Most of what was on my PC was backed up onto either my USB stick or my External Hard Drive. Only some photos from the last couple of weeks, some of my newer music and some random jottings would be lost. One thing that I'm grateful isn't is my PhD proposal which has been saved purely by virtue of the fact I recently e-mailed it to some members of staff and can extract it from the sent e-mail still in my hotmail account.
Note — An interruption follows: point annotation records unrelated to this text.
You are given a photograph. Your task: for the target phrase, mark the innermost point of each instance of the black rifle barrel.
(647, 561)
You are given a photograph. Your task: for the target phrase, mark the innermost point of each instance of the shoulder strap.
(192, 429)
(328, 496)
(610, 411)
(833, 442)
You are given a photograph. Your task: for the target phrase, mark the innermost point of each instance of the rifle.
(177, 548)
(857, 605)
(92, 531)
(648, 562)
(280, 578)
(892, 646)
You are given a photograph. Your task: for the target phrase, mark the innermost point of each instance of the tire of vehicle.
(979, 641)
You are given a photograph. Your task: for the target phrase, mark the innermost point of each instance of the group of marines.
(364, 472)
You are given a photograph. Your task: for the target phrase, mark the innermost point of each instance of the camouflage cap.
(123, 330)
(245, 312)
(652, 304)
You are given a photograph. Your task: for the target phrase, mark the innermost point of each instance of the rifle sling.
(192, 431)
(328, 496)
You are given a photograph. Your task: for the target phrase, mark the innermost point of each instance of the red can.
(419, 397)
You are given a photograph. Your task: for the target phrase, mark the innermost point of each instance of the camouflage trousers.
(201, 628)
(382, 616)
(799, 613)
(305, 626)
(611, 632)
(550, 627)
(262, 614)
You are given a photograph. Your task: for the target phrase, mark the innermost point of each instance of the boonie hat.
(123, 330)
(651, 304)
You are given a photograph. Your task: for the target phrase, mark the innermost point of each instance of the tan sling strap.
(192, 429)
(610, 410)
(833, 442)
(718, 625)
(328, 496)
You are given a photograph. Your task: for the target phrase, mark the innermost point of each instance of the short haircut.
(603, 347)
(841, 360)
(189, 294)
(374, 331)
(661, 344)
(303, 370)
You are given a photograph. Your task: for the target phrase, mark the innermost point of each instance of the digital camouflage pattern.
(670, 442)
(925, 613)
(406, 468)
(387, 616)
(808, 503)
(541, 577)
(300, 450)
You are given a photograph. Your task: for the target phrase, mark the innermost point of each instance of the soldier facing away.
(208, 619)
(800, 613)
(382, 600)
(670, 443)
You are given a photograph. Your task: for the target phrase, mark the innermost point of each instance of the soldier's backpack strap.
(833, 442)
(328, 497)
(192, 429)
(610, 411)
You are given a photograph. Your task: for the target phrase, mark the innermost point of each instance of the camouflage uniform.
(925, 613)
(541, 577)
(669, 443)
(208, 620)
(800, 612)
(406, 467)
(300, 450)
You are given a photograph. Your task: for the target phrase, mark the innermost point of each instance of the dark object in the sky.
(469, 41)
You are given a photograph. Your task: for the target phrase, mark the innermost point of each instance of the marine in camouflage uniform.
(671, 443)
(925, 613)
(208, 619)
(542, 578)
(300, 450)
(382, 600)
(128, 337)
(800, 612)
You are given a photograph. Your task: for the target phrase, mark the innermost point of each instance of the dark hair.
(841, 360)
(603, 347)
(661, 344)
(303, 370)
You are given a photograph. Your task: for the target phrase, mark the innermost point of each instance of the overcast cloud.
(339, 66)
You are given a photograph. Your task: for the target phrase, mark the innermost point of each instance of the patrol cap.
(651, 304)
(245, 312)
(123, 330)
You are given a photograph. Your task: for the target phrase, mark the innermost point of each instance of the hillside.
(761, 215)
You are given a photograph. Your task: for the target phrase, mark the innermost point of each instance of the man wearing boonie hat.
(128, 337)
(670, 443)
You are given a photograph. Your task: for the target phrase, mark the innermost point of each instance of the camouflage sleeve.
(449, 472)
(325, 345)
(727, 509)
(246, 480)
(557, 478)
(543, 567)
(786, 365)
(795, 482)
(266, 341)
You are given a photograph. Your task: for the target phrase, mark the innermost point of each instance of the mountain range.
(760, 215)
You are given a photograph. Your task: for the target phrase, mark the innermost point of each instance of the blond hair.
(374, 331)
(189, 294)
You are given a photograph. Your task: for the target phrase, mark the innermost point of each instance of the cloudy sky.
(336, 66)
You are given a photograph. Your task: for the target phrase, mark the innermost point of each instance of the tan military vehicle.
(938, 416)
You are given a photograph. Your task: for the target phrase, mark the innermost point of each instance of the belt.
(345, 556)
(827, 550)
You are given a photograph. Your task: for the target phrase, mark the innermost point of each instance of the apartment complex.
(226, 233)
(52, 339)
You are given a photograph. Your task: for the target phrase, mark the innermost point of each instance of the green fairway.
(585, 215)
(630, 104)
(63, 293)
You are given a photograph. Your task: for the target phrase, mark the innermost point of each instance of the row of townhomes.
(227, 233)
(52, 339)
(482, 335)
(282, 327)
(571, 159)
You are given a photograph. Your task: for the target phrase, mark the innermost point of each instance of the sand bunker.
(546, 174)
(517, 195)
One of the things that HAS been lost (though maybe it can yet be saved) is a story I was working on. This is particularly annoying as I'd written some 5,000 words of it and it was the first creative project I've embarked on in some time that I honestly believed had legs. (Most of my creative projects fizzle out after the initial boom, I either get bored, realise it's rubbish or forget about it).

I'm going to start again because I think it was genuinely a good concept for a short novella and would like to take a stab at writing it in full - something I've not attempted in earnest since I shelved my dystopian science fiction epic XY which I began writing in Year 11 and reached some 50,000 words before realising most of it was tripe and I'd come back to the good bits when I knew a little bit more about literature.

Who knows whether this one will go anywhere, it's not gotten off to the most auspicious of starts but who knows, maybe this will be the one. Not the big one that makes me famous, but the one I actually finish.

Wednesday 11 February 2009

Eye eye

So I've been procrastinating again. Last week I watched a brilliant documentary presented by the legend that is Sir David Attenborough, it was about Darwin and the "Tree of Life". Now obviously Darwin crystallised the idea that we now think of as the theory of evolution, but one of the prime arguments against that theory is the eye.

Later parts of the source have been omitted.